The Future Isn’t What it Used To Be

So much of The Future that was shown at all those World’s Fairs was technically doable, but somehow not practical and stubbornly resistant to becoming reality.  Consider the robots that would soon clean our houses. Now, 40+ years after the heyday of The Future, the best we have along these lines is the Roomba!?  The Future has resisted happening.

Yet, that doesn’t mean the world hasn’t changed over these years.

“Data Processing”!

The World’s Fairs had computers, but they were oddly off to the side.  Something to marvel at, but outside of business and science, not obviously useful.

I remember as a teenager learning about early hobby computers and realizing that a computer was a universal machine that could do anything!  Well, anything that had to do with well defined logical operations, but still, what else is there!?  (I was a geek.)

Industrial vs Information Age

The clichés about how the information age changed the world are true.  (Does anyone still remember the “information age”?) But the way it changed the world wasn’t by just using electronics to build new single-purpose appliances, that was an industrial age perspective. No, it was by taking advantage of the universal properties of storing, transforming, and transporting information.  (Miniaturization, plunging costs and power consumption, and increased speed were also important.)

Consider the cell phone.  It started out as a carphone.  Your house had a phone line, your work had a phone line, so for fancy people, why not get a phone “line” installed in between, in your car?  Cool!  But, powerful as that was, it wasn’t worth it for most people.  Over a few years (thanks to miniaturization et al) the phones shrunk until they could fit in a purse or even pocket.  They became less specialized (more general purpose) and so more compelling.  People, not locations, started to have phone numbers.  It was big.  But kind of only the warm-up act.

Enter the “smartphone”. By putting a powerful computer in your pocket instead of just a telephone, things really change.  Yes, my Galaxy Nexus is an impressive “phone”.

Galaxy Nexus

Galaxy Nexus

I use it constantly. But I hardly ever talk on it.

General Purpose

What do I use it for? Everything! Well, Twitter, but lots of other stuff, too.

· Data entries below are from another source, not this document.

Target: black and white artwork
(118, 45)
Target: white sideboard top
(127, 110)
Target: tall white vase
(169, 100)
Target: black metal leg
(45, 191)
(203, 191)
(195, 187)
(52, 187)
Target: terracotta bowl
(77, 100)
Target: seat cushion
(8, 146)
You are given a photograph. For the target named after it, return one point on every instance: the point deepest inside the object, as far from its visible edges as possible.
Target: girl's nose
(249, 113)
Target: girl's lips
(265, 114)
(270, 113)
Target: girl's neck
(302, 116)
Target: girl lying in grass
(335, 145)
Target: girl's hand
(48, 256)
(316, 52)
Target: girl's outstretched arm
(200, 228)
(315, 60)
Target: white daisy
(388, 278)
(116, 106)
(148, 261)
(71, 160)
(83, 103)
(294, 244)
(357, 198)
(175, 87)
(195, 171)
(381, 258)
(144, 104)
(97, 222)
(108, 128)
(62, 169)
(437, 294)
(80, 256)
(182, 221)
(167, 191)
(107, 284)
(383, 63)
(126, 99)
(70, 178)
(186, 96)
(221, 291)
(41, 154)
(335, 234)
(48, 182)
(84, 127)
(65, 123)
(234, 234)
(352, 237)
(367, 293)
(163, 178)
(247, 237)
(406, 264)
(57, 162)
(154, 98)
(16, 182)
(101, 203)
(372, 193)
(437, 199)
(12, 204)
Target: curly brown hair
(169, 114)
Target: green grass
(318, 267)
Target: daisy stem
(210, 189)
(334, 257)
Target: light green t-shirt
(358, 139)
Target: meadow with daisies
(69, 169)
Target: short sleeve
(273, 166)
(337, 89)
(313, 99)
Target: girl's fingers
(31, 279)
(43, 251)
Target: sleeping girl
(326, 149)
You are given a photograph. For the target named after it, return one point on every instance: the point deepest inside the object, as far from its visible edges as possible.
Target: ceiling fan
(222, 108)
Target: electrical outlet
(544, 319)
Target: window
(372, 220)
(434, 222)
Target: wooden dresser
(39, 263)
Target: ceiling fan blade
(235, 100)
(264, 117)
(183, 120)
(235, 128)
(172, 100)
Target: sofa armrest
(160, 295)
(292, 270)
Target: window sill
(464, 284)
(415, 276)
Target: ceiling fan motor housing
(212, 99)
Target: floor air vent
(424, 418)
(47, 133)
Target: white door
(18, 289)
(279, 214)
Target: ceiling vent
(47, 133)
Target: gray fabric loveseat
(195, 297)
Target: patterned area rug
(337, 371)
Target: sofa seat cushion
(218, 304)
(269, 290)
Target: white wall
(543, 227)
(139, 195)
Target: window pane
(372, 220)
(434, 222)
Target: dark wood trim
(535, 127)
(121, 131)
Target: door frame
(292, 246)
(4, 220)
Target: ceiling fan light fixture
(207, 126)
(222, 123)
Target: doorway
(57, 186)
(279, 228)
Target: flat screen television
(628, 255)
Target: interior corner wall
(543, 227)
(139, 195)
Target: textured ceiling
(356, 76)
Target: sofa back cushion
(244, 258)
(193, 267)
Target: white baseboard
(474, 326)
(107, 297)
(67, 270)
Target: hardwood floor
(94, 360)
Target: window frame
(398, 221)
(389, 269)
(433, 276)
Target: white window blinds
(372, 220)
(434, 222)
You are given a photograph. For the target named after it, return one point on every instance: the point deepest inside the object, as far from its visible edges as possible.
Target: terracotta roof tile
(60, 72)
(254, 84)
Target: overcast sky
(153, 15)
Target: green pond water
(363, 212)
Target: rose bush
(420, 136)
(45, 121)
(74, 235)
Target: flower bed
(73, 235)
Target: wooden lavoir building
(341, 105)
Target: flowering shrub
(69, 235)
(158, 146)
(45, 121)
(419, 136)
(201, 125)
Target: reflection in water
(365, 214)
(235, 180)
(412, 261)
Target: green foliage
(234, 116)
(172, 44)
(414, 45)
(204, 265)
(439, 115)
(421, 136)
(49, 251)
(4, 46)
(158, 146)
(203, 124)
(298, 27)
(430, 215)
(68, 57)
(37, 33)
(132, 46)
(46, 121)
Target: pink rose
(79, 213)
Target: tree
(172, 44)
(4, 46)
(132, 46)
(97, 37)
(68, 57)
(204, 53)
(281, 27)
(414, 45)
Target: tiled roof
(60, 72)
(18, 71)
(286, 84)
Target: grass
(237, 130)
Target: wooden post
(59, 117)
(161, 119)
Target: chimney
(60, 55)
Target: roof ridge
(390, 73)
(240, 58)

It is a “transistor radio”, camera, weather station, pocketwatch, newspaper, shelf of paperback books, atlas and world-wide street map, impressive reference library, wire-service news printer, stock ticker and trading terminal, calculator, flashlight, compass, artificial horizon (really: fly your small plane in bad weather), “cassette player”, calendar, address book, chess set, somewhat odd TV set, mail order catalog, bus and plane schedule, airplane arrival screen, GPS receiver (for you time travelers from 1970: “GPS” is a really fancy version of LORAN or Omega; it uses satellites!), constellation/sky map, dictionary, notepad, magazine rack, (small screen) movie player, video recorder, audio recorder, restaurant directory and reservation making machine, credit card, real estate directory, alarm clock, and more.

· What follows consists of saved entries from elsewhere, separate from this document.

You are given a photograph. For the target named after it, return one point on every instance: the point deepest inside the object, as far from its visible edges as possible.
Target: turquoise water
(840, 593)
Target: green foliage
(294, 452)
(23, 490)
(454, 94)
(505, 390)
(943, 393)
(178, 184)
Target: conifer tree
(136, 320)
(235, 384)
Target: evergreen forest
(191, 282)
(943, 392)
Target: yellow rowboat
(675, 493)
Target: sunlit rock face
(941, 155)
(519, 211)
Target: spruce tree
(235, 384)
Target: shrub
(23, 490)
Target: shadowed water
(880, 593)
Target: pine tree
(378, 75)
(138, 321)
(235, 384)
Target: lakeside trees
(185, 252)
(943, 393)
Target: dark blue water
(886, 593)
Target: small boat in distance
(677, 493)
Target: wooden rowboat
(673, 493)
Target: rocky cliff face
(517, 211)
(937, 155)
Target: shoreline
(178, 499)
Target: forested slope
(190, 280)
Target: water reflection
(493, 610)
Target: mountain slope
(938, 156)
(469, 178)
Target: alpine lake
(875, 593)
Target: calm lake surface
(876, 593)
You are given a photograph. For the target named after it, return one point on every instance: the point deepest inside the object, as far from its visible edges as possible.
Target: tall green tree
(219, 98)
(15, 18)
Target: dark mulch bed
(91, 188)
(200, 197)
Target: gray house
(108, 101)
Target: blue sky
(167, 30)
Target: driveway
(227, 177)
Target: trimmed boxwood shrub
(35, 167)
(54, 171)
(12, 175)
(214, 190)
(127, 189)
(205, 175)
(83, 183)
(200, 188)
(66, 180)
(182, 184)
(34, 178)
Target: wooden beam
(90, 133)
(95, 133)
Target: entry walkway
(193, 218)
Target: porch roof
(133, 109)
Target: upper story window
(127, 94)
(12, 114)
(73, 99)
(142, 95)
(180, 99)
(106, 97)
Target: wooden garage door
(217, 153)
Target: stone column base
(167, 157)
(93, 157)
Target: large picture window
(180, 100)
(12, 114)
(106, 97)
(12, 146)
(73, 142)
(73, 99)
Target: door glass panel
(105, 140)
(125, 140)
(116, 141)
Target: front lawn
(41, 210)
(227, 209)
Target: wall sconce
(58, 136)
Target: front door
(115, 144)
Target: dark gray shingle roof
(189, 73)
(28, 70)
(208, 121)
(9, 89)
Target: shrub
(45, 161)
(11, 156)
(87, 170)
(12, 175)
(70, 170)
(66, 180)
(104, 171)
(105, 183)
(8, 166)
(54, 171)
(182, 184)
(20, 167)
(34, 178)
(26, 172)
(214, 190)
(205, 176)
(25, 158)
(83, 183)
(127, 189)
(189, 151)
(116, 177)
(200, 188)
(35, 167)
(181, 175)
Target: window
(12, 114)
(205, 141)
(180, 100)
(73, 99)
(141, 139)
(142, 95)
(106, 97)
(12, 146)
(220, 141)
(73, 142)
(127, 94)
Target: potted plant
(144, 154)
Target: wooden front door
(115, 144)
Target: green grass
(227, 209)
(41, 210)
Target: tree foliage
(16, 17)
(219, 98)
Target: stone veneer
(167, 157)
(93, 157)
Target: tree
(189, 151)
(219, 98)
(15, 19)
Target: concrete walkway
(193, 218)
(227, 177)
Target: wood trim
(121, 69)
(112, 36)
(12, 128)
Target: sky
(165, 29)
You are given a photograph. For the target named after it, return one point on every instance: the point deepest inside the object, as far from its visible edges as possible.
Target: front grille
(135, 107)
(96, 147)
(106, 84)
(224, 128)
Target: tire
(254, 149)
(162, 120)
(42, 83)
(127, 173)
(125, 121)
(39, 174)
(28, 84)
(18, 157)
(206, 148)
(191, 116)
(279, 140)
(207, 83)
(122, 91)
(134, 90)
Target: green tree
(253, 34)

It does e-mail.  And, as long as I have it with me anyway, it will do video calls.

But sometimes I go for days without actually talking on this “telephone” of mine.

It is the general-purpose nature of this device that makes it compelling.  Most of the things it can do would not be worth putting my pocket, not alone, but the fact that it can do all that stuff, all from the same pocket, that is what makes it worth it.

The teenage geek in me was right, computers can do anything, particularly if you give them really cool sensors and many, many billions of dollars worth of support infrastructure, installed all around the world.

Before we all forget about the “information age”, stop to realize it happened, it is here.  No, you didn’t get a flying car (probably not a pony either), but an astounding change has come over our lives and I think it is damn cool.